Thesql to postgresql, migrate files directly ( longblob > pg_largeobject )

blobMySQLpostgresqlpython

I'm working on a python(2.6.6.) script and I'm evaluating what approach to take to migrate files from mysql-server to PostgreSQL . I've read the following posts:

But in both cases large object interfaces are used, and files are dumped from mysql into OS file system, which is not what I want.

I'm looking for a way to directly import the mysql longblobs into postgresql, without have to previously write them into OS filesystem.
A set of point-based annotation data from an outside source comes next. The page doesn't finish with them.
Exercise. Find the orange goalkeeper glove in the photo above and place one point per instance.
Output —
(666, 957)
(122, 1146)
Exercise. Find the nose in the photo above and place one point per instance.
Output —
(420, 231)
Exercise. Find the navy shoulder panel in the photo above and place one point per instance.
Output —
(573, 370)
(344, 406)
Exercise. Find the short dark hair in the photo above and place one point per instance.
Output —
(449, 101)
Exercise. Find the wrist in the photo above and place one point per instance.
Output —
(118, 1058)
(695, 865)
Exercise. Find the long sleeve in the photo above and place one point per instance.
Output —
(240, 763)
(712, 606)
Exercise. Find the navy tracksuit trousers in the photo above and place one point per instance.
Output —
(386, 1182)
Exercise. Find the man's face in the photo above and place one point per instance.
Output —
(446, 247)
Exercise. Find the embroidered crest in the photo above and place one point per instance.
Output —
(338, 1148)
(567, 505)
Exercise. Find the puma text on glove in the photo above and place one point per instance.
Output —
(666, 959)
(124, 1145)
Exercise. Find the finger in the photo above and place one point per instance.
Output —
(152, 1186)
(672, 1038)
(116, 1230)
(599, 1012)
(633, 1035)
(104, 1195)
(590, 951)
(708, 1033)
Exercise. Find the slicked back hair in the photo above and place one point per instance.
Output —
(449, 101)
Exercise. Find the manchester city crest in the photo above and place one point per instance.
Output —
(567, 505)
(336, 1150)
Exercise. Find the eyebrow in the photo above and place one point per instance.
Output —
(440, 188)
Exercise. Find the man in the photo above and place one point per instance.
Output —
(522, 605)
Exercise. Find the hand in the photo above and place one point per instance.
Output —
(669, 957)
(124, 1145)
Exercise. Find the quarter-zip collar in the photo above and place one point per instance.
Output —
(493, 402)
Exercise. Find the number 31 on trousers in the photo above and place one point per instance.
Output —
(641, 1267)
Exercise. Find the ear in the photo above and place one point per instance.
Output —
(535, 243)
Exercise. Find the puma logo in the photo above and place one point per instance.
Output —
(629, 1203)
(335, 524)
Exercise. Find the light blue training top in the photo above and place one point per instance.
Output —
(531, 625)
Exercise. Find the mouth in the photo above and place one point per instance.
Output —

I believe that this approach will increase the overall migration performance since less 'steps' are required.

And also because my code structure looks to be ready to hold such kind of modification, because I already have to iterate each row of the tables that contain files data in order to convert some fields and make other kind of transformations.

example:

this is mysql source table :

describe source_table;
+-------------+---------------------+------+-----+---------+-------+
| Field       | Type                | Null | Key | Default | Extra |
+-------------+---------------------+------+-----+---------+-------+
| RESOURCE_ID | bigint(20) unsigned | NO   | PRI | 0       |       |
| PAGE        | int(10) unsigned    | NO   | PRI | 0       |       |
| VERSION     | int(10) unsigned    | NO   | PRI | 0       |       |
| CONTENT     | longblob            | NO   |     | NULL    |       |
| CURRENT     | tinyint(1) unsigned | NO   |     | 0       |       |
+-------------+---------------------+------+-----+---------+-------+

this is postgresql destination table :

\d+ destination_table;
                     Table "public.destination_table"
   Column    |   Type   |     Modifiers      | Storage  | Description 
-------------+----------+--------------------+----------+-------------
 resource_id | bigint   | not null default 0 | plain    | 
 version     | smallint | not null default 0 | plain    | 
 page        | smallint | not null default 0 | plain    | 
 file_oid    | oid      |                    | plain    | 

This is my pseudo-code ( pseudo because the largeobject import part does not work and it's actually imaginative ) :

def migrate_files(function_args):

  for key, values in function_args.items():
    cur_msql = cnx_msql.cursor(dictionary=True)
    cur_psql = cnx_psql.cursor()

  ### SELECT DATA
    cur_msql.execute(values[0])

  ### CONVERT DATA
    # initialization of lists (rows tmp container)
    eachrow = []

    for row in cur_msql:

      # Here I do some other fileds conversions
      # I removed these lines because are meaningless for my problem

      # here I append the modified rows into the tmp container (list)
      eachrow.append(cur_psql.mogrify(values[2] , row))

    dataset = ','.join(eachrow)

  ### INSERT PSQL
    if dataset:    # this check value(dataset) is not empty
      try:
        cur_psql.execute( values[1] + dataset )
      except psycopg2.Error as e:
        print "Cannot execute the query on " + values[1] + dataset, e.pgerror
        cnx_psql.rollback()
        sys.exit( "Rollback! And leaving early this lucky script, find out what is wrong" )
    else:
      print "The dataset for " + key + " is empty, skipping..."

    # Cursors close
    cur_msql.close()
    cur_psql.close()

this is how I call my python function giving the queries in input as a python dictionary:

function_args={'destination_table':[
  "SELECT resource_id, page, version, content FROM source_table",
  "INSERT INTO destination_table (resource_id, version, page, file_oid) VALUES",
  "(%(resource_id)s, %(version)s, %(page)s, lo_import('content'))"
]}

migrate_files(function_args)

recap:

As you can see, what I'm trying to achieve is to directly import the stream of data(content) I got from mysql table into the pg_largeobject catalog using lo_import.

Additionally, since here I've read the following:

The return value is the OID that was assigned to the new large object

I'm also trying to directly output the OID was assigned to the inserted largeobject, into file_oid field of destination database.

Are these two operations possible?

Best Answer

lo_import takes a file path as argument and imports the file contents. As you want to avoid the round-trip to the file system, that function won't do.

I haven't use Python/psycopg2 personally, but from a glance at the doc it appears the class you're looking for is lobject. It provides the usual read/write/close methods wrapping the libpq API for large objects.

When creating a new large object, the OID that postgres assigned to it seems to be available through lobject.oid.